Panes que interrompem a circulação de trens viraram rotina e revoltam passageiros no Rio. A pedido do R7, usuários relataram durante uma semana de setembro suas viagens de ida e volta ao trabalho/escola/faculdade nos ramais Saracuruna, Japeri e Santa Cruz.

Morador de Japeri há 12 anos, o estudante João Paulo Barbosa fotografou e escreveu sobre as dificuldades que enfrenta no dia a dia para chegar à faculdade e voltar para casa. A estação Japeri, na Baixada Fluminense, é a última do ramal.
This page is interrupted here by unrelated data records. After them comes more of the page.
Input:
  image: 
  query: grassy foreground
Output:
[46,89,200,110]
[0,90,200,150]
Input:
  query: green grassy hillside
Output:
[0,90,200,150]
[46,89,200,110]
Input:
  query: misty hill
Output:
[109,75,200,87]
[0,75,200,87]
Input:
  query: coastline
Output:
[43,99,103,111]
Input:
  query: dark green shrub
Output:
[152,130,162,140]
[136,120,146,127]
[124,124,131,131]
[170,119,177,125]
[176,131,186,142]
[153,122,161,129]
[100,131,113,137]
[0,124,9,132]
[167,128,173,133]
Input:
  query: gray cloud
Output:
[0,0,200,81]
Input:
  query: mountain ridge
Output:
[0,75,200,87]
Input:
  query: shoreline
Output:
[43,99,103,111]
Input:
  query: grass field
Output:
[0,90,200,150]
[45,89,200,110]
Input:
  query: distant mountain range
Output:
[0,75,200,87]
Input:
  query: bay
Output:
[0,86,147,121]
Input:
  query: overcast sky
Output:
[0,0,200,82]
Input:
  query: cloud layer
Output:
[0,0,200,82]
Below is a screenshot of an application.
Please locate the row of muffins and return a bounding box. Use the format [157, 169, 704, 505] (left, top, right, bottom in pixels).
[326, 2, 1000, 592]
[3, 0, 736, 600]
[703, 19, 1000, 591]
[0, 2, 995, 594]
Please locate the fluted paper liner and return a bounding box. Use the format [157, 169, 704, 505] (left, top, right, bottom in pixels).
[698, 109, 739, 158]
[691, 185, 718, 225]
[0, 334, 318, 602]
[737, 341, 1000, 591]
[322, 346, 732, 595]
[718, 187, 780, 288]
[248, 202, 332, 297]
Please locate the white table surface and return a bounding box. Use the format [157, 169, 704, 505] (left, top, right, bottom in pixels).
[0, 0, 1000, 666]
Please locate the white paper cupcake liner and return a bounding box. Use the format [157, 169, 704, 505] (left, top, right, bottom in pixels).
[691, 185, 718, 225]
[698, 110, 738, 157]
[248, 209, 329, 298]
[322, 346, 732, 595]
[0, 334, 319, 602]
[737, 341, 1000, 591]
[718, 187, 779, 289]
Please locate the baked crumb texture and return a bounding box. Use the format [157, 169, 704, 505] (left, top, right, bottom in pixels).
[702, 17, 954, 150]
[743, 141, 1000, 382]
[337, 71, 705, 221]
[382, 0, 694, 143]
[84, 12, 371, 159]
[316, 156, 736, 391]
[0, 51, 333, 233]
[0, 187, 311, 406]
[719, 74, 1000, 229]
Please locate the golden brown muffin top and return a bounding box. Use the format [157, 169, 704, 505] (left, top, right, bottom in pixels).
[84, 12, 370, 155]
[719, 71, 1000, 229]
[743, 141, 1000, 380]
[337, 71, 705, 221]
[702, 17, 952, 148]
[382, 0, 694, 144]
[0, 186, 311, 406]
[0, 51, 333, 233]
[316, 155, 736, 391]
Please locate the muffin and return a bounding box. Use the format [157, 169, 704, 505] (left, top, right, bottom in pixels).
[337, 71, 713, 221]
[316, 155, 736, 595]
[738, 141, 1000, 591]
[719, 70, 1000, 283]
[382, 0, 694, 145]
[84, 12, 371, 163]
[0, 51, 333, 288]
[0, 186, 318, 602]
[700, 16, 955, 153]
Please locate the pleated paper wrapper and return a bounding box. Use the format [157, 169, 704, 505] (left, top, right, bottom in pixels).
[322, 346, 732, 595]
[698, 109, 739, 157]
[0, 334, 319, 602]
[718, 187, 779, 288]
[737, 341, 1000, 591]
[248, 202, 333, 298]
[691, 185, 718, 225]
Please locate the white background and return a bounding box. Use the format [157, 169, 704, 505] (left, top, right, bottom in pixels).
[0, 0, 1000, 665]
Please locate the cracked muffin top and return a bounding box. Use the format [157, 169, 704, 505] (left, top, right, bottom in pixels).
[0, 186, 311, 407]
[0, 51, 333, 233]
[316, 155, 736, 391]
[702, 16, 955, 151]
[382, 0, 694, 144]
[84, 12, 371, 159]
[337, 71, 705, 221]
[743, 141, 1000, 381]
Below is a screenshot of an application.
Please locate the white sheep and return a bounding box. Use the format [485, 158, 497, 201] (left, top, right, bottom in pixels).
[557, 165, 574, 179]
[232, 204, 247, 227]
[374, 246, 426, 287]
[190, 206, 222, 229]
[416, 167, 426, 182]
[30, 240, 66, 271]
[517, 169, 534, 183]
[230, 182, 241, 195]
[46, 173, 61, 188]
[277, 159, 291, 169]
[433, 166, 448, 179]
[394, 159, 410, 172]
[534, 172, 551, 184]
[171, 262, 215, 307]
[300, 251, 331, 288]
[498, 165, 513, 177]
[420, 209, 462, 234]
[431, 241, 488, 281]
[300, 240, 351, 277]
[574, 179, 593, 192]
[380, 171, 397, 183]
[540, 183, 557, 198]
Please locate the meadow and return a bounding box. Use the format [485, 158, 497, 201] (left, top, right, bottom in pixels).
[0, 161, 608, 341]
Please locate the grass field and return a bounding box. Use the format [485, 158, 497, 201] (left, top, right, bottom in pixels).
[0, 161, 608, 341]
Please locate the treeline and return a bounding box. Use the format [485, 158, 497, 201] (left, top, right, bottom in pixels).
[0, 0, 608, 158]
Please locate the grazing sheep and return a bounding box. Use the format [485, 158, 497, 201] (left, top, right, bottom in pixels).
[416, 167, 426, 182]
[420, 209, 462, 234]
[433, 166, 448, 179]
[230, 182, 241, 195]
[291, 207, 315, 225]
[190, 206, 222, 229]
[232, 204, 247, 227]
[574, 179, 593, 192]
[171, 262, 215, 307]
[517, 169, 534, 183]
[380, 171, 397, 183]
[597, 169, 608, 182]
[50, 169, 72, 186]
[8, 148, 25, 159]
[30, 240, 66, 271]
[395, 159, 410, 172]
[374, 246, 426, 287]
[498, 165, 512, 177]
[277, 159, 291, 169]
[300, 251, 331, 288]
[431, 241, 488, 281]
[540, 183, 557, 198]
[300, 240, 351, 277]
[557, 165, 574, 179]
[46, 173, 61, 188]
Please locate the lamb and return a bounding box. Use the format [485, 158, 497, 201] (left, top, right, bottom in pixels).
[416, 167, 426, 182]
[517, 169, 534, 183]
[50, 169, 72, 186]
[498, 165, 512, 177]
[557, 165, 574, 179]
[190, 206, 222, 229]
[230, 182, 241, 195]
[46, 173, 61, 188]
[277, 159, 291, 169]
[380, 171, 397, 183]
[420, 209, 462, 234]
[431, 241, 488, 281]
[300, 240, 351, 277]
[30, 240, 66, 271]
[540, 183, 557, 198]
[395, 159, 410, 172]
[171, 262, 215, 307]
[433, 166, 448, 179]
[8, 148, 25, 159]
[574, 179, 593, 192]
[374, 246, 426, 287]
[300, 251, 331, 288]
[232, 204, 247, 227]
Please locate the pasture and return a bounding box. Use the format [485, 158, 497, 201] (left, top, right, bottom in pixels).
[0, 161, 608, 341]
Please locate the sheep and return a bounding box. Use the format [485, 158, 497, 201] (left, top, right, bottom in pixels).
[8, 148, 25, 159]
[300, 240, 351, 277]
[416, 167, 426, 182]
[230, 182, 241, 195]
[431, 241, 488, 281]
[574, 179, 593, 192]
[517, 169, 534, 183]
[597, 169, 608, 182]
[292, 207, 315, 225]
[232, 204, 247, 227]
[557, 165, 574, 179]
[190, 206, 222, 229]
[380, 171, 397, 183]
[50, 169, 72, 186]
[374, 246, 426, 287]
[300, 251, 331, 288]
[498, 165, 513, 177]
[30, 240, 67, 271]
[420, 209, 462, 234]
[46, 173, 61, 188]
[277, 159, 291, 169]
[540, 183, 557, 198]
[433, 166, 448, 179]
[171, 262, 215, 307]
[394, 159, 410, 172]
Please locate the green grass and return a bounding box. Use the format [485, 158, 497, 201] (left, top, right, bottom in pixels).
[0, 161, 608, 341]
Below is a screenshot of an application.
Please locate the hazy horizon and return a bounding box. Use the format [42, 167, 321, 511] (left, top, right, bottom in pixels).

De acordo com ele, superlotação, atrasos, defeitos nas composições e prestação de serviços ruins já viraram rotina.


Leia o relato a seguir:

"Quem mora em Japeri pega o trem entre 4h e 8h, se quiser chegar a tempo no trabalho. Nesses horários, a estação e os vagões ficam cheios e, por isso, muito desconfortáveis. Para mim, o retorno às 18h é o grande problema. As composições já saem superlotadas da Central e a viagem demora mais. No dia 17 de setembro, por exemplo, o trem saiu às 18h14 da Central e só cheguei a Japeri às 19h55. No total, foi uma hora e 39 minutos de viagem, a maior parte, em pé.


Na hora do embarque, é aquele tumulto de sempre dos passageiros brigando para se sentar. Na Central, há uma plataforma para idosos, deficientes, grávidas e pessoas com crianças de colo que têm preferência para entrar nos vagões. Porém, é muito comum haver jovens e adultos que provavelmente têm o acesso facilitado por conhecidos que trabalham na SuperVia.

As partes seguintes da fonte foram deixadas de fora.